Zero looked around wryly in the direction of the Trident. “I’ll be damned,” he muttered. He pointed at a monster RV. “In that thing?”
Sitting on the deck with a thick cable attached to its roof was the most macho off-road vehicle Zero had ever seen. Aside from the word “NASA” stenciled in red on its side, impressive by itself, the rover had two monster knobby tires in front and halftracks behind. It had four bubble windows like those on a deep-sea sub, three in front and another at the rear. Protruding from the front of the vehicle was a wedge-shaped grille like the cowcatcher on a 19th-century locomotive. Two heavy robotic arms were folded to either side of the front bubble, like the arms of a praying mantis.

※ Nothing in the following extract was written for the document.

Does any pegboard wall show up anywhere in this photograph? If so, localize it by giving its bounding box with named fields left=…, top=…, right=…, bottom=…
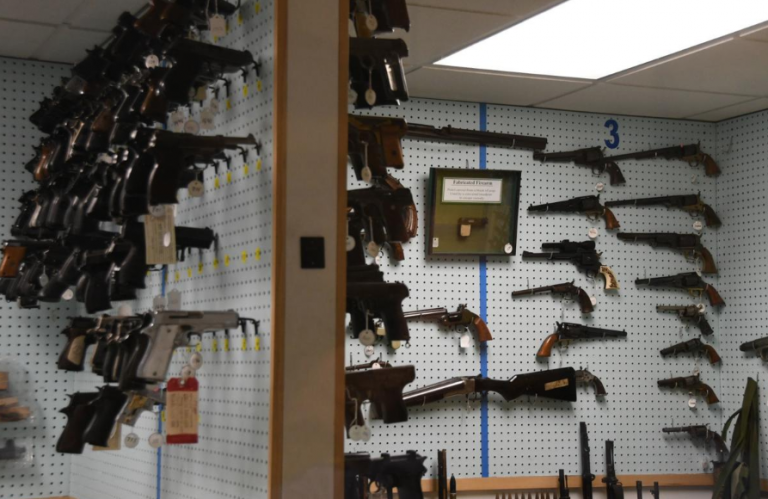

“The XATV-9,” the Navy officer shouted over the Osprey’s engines, pointing behind her. “NASA’s experimental Mars rover! Shipped in by special order of the President himself. You couldn’t be safer in your mother’s arms, sir! What do you say?”
The lensman in Zero answered. “OK,” he shouted, cursing himself at the same time.
“You need to get in now, sir!”
Two flight deck crewmen rushed Zero forward. They sealed the airtight hatch behind him as he climbed into a sunken shotgun seat before the three bubble windows. A control panel out of Buck Rogers glittered between Zero and the driver, who was a clean-cut man in a navy blue jumpsuit. He gave Zero a confident thumbs-up and then pointed at a nice Steadicam on a folding robotic arm mounted to the roof above the shotgun seat.
“Strap yourself in quick,” the driver advised. “You ain’t never had a ride like this.”
Zero clicked the seat harness and grabbed the handles of the Steadicam, which swung down weightlessly from the ceiling. He put the wide viewfinder to his left eye just as the Osprey yanked them off the deck.
“Woo-Hoooo!” the driver yelled.
They swung out over the ocean. Zero gulped as he aimed the camera out the window.